Tom Madrecki, vice president of supply chain for the Consumer Brands Association, which represents the leading manufacturers of consumer products and food, said the pandemic has affected supply chains and made it a challenge for retailers of all sizes to obtain high-priced products. demand.

“It’s the reality that some folks are bigger than others, and we’re going to work with with everyone and try to do things fairly,” he said.

Some wholesalers spoke to CNN on condition of anonymity to avoid damaging their relationship with suppliers and said that some consumer product manufacturers have canceled purchase orders from wholesalers serving independent grocery stores or have restricted the number of products they can buy.

According to a distributor that supplies independent grocery stores, between July and January, it received 52% less boxes of Lysol tissues, 21% less Clorox tissues and 40% less Reynolds foil packaging than in the same period last year, although the demand has risen in these categories.

“We’re now getting about 75% of the product that we order from the CPG companies if we’re lucky,” said another wholesaler.
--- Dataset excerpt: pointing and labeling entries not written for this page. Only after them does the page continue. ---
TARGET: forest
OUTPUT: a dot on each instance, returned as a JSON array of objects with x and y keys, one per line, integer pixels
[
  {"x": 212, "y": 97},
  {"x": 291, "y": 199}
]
Prior to the pandemic, it was 97.5%.

A spokesman for Clorox said in an email to CNN that the company was taking several steps to respond to demand that has increased by up to 500%. It is shipping a record number of wet wipes during the current quarter, adding additional manufacturers, and launching a new line of wipes at an Atlanta facility, according to the spokesman.

“We still have work to do” to meet demand, the spokesperson said. “We continue to be upfront and transparent with our retail partners in terms of the principled choices we’ve had to make in the face of unprecedented demand.”

Reynolds and Reckitt Benckiser, the parent company of Lysol, did not respond to request for comment.

Independent grocery stores say they are feeling the effects. Robert Rybick, CEO of Geissler’s Supermarkets, which owns eight stores in Connecticut and Massachusetts, said that when it comes to essential paper products, he is struggling to provide the same options as larger chains.

He said he is only receiving packages of 24 of these products from his wholesaler, and most tend to be unbranded items. It also doesn’t have the same variety as the larger chains, which usually have four and 12 packs as well. This hindered their ability to attract customers on a tight budget, who often cannot afford to pay for larger sizes, he said.

“On paper and cleaning supplies, we just couldn’t compete with big box stores,” he said.